The curl operator in the L2(G) space

Author studies properties of the curl and gradient of divergence operators in the $\mathbf{L}_2(G)$ space, spectral decompositions, and boundary value problems for any bounded domain $G$ with smooth boundary $\Gamma$.
It turns out that the space $\mathbf{L}_2(G)$ has orthogonal subspaces $\mathbf{V}^0(G)$ and $\mathscr A_\gamma(G)$ such that the curl and gradient of divergence operators admit self-adjoint extensions.
Therefor, each of these operators has a complete system of eigenfunctions corresponding to non zero eigenvalues.
These results supplement Weil’s well known theorem on a decomposition of $\mathbf{L}_2(G)$ on orthogonal subspaces $\mathscr A_\gamma(G)$, $\mathbf{V}^0(G)$ and $\mathscr B_H(G)$ of finite dimension.

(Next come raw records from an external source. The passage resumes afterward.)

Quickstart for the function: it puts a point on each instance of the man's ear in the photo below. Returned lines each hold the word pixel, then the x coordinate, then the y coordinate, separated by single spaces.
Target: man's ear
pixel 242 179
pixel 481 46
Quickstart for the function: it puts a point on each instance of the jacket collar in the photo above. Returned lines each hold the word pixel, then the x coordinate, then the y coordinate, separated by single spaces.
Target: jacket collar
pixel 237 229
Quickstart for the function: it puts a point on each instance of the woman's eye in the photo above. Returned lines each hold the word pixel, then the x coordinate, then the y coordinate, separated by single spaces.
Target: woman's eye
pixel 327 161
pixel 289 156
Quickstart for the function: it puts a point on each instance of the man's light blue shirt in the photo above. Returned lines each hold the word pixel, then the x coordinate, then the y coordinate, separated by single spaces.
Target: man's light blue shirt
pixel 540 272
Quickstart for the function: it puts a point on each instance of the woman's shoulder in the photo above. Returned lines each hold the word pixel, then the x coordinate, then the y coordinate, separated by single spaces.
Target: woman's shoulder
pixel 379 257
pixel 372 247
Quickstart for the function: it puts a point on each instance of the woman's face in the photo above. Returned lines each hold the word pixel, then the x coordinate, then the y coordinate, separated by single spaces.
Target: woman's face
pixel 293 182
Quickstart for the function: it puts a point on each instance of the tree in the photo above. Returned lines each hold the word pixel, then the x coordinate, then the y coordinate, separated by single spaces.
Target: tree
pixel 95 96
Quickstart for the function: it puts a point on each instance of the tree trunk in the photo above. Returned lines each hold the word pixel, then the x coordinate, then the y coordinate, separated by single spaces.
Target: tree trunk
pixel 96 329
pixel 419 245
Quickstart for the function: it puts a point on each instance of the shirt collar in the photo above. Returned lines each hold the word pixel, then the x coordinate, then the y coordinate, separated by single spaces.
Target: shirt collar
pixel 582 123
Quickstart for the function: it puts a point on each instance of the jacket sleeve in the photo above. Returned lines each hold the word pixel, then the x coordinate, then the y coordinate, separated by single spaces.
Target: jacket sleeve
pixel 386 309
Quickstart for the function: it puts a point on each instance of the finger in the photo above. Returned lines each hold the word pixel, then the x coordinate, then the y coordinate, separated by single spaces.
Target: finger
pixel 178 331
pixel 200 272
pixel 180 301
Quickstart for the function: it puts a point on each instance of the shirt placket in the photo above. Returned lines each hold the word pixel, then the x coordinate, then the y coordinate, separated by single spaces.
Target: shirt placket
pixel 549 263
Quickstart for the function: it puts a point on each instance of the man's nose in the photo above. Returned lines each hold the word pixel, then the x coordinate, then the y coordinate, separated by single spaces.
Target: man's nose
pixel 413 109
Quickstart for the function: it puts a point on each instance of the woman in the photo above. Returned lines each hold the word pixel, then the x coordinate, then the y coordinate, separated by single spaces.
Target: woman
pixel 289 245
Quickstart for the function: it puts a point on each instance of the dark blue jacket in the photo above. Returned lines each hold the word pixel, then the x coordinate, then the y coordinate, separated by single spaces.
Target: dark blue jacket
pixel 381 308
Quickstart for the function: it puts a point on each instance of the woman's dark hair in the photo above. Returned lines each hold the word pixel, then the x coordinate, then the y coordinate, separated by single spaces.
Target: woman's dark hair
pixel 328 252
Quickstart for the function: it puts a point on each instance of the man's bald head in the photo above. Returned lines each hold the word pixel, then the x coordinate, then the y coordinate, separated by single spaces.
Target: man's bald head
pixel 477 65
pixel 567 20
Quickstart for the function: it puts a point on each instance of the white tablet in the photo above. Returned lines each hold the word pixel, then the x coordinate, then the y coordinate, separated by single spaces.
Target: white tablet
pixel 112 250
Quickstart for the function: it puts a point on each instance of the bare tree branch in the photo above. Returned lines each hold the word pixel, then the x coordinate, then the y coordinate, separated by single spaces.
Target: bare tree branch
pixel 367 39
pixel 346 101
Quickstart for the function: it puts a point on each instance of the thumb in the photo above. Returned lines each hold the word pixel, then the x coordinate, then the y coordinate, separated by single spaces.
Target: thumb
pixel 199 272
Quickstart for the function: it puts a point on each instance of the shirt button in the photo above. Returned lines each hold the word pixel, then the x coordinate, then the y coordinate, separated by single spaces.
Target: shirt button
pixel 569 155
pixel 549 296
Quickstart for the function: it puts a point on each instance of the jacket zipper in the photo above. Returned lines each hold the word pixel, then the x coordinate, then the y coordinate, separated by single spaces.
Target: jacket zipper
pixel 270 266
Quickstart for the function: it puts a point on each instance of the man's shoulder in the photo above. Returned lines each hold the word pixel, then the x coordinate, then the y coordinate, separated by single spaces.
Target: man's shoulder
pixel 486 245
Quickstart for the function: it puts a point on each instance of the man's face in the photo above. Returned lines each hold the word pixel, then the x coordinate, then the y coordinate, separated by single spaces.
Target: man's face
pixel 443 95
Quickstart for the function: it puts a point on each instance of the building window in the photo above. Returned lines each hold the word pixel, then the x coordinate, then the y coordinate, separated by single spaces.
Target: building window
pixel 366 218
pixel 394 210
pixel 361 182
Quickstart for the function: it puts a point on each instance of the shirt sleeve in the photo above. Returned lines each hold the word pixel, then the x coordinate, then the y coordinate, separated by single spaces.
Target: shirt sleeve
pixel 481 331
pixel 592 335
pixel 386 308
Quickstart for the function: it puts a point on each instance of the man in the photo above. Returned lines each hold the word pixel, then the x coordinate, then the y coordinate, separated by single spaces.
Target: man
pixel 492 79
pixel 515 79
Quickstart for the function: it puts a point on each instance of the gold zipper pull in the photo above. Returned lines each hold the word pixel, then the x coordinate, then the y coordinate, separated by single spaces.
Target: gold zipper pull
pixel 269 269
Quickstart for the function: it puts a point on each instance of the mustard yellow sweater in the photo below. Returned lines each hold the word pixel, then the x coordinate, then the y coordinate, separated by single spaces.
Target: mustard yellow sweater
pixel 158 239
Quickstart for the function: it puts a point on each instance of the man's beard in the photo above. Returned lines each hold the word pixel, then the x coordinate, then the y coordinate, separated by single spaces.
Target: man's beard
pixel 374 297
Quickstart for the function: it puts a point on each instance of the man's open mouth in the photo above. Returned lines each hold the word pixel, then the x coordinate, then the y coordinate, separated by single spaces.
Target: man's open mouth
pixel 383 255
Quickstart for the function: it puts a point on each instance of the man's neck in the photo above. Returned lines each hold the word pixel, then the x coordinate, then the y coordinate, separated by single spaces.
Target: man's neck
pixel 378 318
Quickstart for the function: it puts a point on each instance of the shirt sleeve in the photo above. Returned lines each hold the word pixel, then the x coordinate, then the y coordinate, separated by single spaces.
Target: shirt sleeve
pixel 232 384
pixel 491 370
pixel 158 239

It show that the space $\mathbf{L}_2(G)$ has a bases consisting of eigenfunctions of the curl and gradient of divergence operators.
We investigate also the solvability of the boundary value problem $\mathbf{rotu}+\lambda \mathbf{u}=\mathbf{f}$ in $G$, $\mathbf{n}\cdot\mathbf{u}|_\Gamma = g$, for $\lambda\neq 0$ and (by Fourier method) in a ball $G=B$ for all $\lambda$.
Key words: the curl and gradient of divergence operators, $\mathbf{L}_2(G)$ space, spectral decompositions, boundary value problem, the bounded domain $G$, smooth boundary $\Gamma$.